The following additional points of consideration should be addressed in proposal submissions by all Offerors to include the incorporation of specific deliverables and/or milestones within the Milestone Payment Schedule contained within the Statement of Work:

  • Offerors shall provide updates through a monthly Technical and Business Status Report to the Government point of contact chosen by the WHPE PMO. This report shall indicate the current work completed, work in progress, man hours required, funds expended, and program status. The report shall include configuration and change management revision, control documentation for hardware and software, major accomplishments, work to be accomplished in the next month, performance, schedule, and cost updates. It shall also rate and document risks, risk mitigation activities, and issues raised by the Integrated Product Team. The format of the Technical and Business Status Report is at the discretion of the Awardee. The report is due the 10th working day of each month after award until contract conclusion (Offerors should include this in the SOW; see Attachment E of this RPP). The Government will review the submissions of the Technical and Business Status Report for compliance with the Statement of Work and other contract provisions. The Awardee will have 10 working days to respond and resubmit upon receipt of the Government’s final comments and shall provide the final document within 10 working days after approval of the changes is received.

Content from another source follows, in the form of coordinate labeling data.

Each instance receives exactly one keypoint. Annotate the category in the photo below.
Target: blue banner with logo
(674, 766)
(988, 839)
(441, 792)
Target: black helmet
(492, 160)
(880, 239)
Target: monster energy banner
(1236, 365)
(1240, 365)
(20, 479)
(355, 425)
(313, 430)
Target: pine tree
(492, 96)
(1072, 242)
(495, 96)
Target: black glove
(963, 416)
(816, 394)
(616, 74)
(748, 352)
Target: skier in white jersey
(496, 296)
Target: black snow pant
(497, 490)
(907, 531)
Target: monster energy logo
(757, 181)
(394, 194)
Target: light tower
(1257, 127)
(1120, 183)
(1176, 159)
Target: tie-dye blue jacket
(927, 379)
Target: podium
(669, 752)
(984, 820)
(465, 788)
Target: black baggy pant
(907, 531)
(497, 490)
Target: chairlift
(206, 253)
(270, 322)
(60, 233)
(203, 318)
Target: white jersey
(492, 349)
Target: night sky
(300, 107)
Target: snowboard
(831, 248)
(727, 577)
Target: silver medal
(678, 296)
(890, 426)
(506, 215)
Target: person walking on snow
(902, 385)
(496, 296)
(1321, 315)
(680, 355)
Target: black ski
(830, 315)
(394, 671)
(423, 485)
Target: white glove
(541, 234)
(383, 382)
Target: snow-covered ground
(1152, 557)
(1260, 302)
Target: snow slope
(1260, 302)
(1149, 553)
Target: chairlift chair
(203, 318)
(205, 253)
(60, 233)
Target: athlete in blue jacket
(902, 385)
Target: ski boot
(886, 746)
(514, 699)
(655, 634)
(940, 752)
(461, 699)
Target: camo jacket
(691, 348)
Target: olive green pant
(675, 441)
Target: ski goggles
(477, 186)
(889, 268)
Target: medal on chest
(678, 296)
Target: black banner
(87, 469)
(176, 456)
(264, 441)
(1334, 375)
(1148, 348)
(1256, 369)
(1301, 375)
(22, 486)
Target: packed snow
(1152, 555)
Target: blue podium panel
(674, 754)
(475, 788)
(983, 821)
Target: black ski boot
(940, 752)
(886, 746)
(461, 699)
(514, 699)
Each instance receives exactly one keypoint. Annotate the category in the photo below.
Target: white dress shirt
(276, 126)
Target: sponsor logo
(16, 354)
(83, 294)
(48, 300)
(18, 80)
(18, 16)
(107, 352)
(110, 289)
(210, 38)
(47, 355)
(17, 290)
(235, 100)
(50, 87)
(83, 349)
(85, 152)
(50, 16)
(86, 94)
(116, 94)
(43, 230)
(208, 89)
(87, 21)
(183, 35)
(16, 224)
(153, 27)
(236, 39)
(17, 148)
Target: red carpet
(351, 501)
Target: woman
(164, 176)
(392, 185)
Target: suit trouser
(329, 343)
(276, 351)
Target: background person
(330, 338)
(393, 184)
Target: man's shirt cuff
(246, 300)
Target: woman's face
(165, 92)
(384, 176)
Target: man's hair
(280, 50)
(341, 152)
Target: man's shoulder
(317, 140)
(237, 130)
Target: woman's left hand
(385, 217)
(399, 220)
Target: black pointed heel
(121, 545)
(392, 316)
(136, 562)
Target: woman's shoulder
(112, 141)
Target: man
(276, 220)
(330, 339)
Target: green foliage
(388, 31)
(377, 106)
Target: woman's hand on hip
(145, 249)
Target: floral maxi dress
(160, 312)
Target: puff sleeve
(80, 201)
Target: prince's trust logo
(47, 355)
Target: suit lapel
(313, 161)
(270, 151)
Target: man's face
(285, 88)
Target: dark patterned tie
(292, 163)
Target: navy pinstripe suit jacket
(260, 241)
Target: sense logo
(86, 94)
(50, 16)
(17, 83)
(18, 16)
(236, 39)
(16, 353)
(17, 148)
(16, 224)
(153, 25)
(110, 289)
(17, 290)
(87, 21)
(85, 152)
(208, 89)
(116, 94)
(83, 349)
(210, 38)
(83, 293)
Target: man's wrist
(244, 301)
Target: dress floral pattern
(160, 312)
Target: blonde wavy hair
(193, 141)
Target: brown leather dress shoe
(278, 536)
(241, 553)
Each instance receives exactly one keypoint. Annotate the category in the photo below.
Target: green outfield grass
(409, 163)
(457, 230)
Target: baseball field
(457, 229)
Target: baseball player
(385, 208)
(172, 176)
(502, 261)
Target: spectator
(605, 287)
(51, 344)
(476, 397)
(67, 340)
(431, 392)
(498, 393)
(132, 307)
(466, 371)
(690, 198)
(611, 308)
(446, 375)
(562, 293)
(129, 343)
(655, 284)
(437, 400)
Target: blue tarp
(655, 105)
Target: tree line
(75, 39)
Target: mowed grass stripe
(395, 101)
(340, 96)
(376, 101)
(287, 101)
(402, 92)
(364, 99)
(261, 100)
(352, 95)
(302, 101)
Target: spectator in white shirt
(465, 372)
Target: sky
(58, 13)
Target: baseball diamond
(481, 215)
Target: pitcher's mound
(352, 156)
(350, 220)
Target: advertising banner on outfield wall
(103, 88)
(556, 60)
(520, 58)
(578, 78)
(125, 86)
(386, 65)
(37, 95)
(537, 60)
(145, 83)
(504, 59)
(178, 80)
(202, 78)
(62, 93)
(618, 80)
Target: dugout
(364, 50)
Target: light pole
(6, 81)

  • Awardees shall schedule an Initial Baseline Review with WHPE PMO within 60 days of contract award (include this in the SOW, see Attachment E of the RPP).
  • Offerors shall arrange two (2) Product Reviews per year to provide the WHPE PMO with updates regarding the status of the contract and prototype (include this in the SOW, see Attachment E of RPP). Product Reviews shall occur:
    • Within 150-180 days from the contract award date, repeated annually.
    • 30 to 60 days prior to the end of the performing year, repeated annually.
    • Following these Product Reviews, the Milestone Payment Schedule within the SOW shall include distinct Critical Decision Points (30 days following the Product Reviews). The Critical Decision Points will serve as discrete programmatic decision points which will allow the Government to assess the progress to date, considering cost, schedule, and performance, and make a determination to proceed with subsequent milestones as awarded, renegotiate any aspect of the SOW/MPS, or end the project.
  • Offerors shall provide a Technical Data Package (TDP) delivered seven (7) calendar days prior to the end of the PoP (Offerors shall include this in the SOW, see Attachment E of this RPP). The TDP shall consist of all technical data and documentation necessary for the development, manufacturing, and support of the device, for all software and hardware. This shall include, but is not limited to, the TDP, Product Master Data File, Interface Control Documents to include the source codes, algorithms, libraries and additional files required to compile and run the software, Requirement Traceability Matrix, User Manuals and Quick Setup Guides, New Equipment Training Briefs and Guides, Bill of Materials (BOM), component manufacturer and part numbers, Test Measurement & Diagnostic Equipment (TMDE), Product Maintenance Plan and Schedule.